Arnaud Rousseau, vice-président de la FNSEA
Green Deal :
« L’indispensable concours des consommateurs »
L’European Green Deal, en français, «Pacte vert pour l’Europe» est un ensemble d’initiatives politiques proposées par la Commission européenne dans le but primordial de rendre l’Europe climatiquement neutre en 2050.
Pouvez-vous nous décrire en quelques mots la stratégie du Green Deal voté par la Commission européenne ?
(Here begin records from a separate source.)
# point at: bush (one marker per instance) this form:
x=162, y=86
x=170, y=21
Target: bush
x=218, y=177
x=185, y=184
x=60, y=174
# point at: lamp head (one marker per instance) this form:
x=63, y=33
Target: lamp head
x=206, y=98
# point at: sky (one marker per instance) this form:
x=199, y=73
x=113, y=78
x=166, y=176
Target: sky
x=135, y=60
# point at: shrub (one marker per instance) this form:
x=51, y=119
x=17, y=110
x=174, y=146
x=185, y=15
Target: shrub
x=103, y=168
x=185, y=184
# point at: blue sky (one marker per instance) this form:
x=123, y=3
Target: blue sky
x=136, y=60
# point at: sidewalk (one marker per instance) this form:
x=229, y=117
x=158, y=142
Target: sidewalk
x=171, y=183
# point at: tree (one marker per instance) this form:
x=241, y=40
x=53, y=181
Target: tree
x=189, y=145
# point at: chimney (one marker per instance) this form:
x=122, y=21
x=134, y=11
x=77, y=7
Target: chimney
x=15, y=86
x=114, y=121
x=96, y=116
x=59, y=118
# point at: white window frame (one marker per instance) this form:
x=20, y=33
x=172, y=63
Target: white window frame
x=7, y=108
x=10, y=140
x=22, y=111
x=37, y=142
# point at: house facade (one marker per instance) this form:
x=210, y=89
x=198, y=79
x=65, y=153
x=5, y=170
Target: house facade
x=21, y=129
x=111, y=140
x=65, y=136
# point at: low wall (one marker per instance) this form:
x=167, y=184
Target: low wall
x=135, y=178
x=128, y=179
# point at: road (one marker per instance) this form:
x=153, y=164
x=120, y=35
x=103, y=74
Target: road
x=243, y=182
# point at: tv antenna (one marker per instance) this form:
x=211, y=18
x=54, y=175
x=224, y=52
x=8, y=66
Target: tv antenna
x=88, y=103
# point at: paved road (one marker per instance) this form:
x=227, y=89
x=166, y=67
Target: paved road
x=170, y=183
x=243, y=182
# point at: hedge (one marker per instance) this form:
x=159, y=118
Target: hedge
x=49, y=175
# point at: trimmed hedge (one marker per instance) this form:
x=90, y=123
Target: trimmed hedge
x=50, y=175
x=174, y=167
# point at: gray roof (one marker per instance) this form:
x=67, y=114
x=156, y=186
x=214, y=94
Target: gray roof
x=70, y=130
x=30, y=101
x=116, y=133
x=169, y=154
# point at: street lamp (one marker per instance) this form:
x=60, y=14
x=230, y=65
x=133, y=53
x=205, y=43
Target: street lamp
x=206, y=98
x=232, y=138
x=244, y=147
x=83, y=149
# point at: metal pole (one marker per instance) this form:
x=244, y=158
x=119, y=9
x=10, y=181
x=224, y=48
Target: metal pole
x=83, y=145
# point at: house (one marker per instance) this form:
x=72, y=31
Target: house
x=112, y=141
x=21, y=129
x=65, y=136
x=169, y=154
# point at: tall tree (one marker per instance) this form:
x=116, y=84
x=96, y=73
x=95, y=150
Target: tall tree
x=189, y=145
Arnaud Rousseau : Le Green Deal est une stratégie qui vise à transformer l’Union européenne en une économie moderne et efficace, notamment dans l’utilisation de ses ressources. Selon les termes mêmes de la Commission européenne, cette stratégie doit parvenir à la fin des émissions nettes de gaz à effet de serre d’ici à 2050, mais également à une croissance économique dissociée de l’utilisation des ressources. Cette stratégie dépasse largement le cadre agricole et concerne de nombreux secteurs d’activité : transports, énergie, logement, industries etc. La déclinaison de ce Green Deal en agriculture se traduit à travers le Farm to Fork, de la Ferme à la fourchette et aussi à travers son « paquet Climat » appelé « Fit for 55 » qui est un corpus réglementaire très large de douze propositions de directives.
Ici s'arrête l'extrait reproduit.